Numpy arrays in Python are used for storing and manipulating data. In Python, different operations such as adding, removing, appending, and others are performed on Numpy using various inbuilt functions. However, sometimes while working with the Numpy array, it is required to convert it into Pandas DataFrame for various data analysis operations. Python provides several methods to convert an array to DataFrame.
This write-up will give you a detailed guide on converting an array to Pandas DataFrame using multiple examples.
How to Convert Array to Python Pandas DataFrame?
To create the Pandas DataFrame by accepting the specified array, the below methods are used in Python:
Method 1: Convert Array to Pandas DataFrame Using “pd.DataFrame()” Function
The “pd.DataFrame()” function of the “Pandas” module is used to create the DataFrame in Python. This method can accept the array as an argument and convert/transform it into Pandas DataFrame. For further understanding, look at the below example code:
Example 1: Convert Array to Pandas DataFrame
The following example is utilized to create the DataFrame by taking the array:
arr1 = numpy.array([[32,42,12],[32,12,18],[82,52,58]])
print(arr1, '\n')
print(pandas.DataFrame(arr1, columns = ['Team_1','Team_2','Team_3']))
In the above code:
- The “numpy” and “pandas” module is imported.
- The “numpy.array()” method takes the data as an argument and creates the numpy array.
- The “pandas.DataFrame()” function accepts the “array” and “columns” names as an argument to create the DataFrame with a specified column.
Output
The specified array has been transformed/converted into DataFrame.
Example 2: Convert Array to Pandas DataFrame by Adding Custom Index Value
Let’s overview the below code:
arr1 = numpy.array([[32,42,12],[32,12,18],[82,52,58]])
print(arr1, '\n')
print(pandas.DataFrame(arr1, columns = ['Team_1','Team_2','Team_3'], index=['A', 'B', 'C']))
In the above code:
- The “pandas.DataFrame()” method takes the array, column, and index parameters as an argument to create the DataFrame with a custom index.
Output
The DataFrame with a custom index has been created.
Example 3: Convert Mixed Array to DataFrame of Pandas
The following code converts the Numpy array containing mixed data type value to Pandas DataFrame:
arr1 = numpy.array([['Joseph',21,5.2],['Anna',22,4.8],['Lily',19,5.8]])
print(arr1, '\n')
print(pandas.DataFrame(arr1, columns = ['Name','Age','Height']))
In this code:
- The “numpy.array()” method creates a mixed array and assigns the value to the “arr1” variable.
- The “pandas.DataFrame()” method takes the array and column value as an argument and gets the Pandas DataFrame.
Output
Method 2: Convert Array to Pandas DataFrame Using “from_records()” Function
The “from_records()” function can also be utilized to convert/transform the array to Pandas DataFrame.

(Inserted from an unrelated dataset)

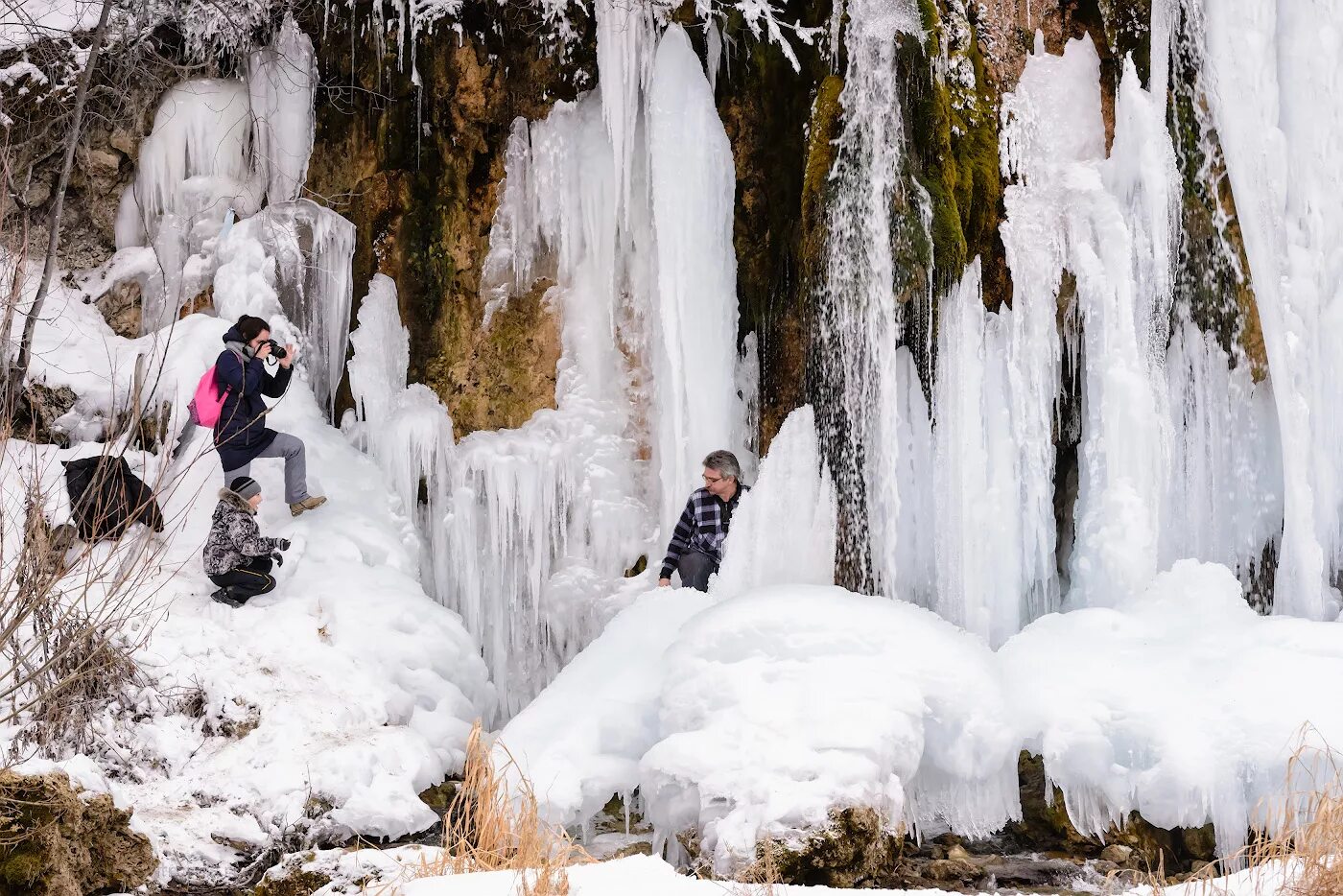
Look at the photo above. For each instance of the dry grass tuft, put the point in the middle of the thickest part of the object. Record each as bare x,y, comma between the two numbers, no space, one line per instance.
494,825
1298,845
762,876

Here is an example:
arr1 = numpy.array([[32,42,12],[32,12,18],[82,52,58]])
print(arr1, '\n')
print(pandas.DataFrame.from_records(arr1, columns = ['Team_1','Team_2','Team_3']))
In this code:
- The “pandas.DataFrame.from_records()” function takes the “array” as an argument and retrieves/gets the DataFrame.
Output
The data frame has been successfully created from the given array.
Conclusion
In Python, the “pandas.DataFrame()” and “from_records()” methods are utilized to convert/transform the array to Pandas DataFrame. The “pd.DataFrame()” method can also be used to add columns and custom indexes while converting the array to DataFrame. This write-up delivered a comprehensive guide on converting a numpy array to Pandas DataFrame using numerous examples.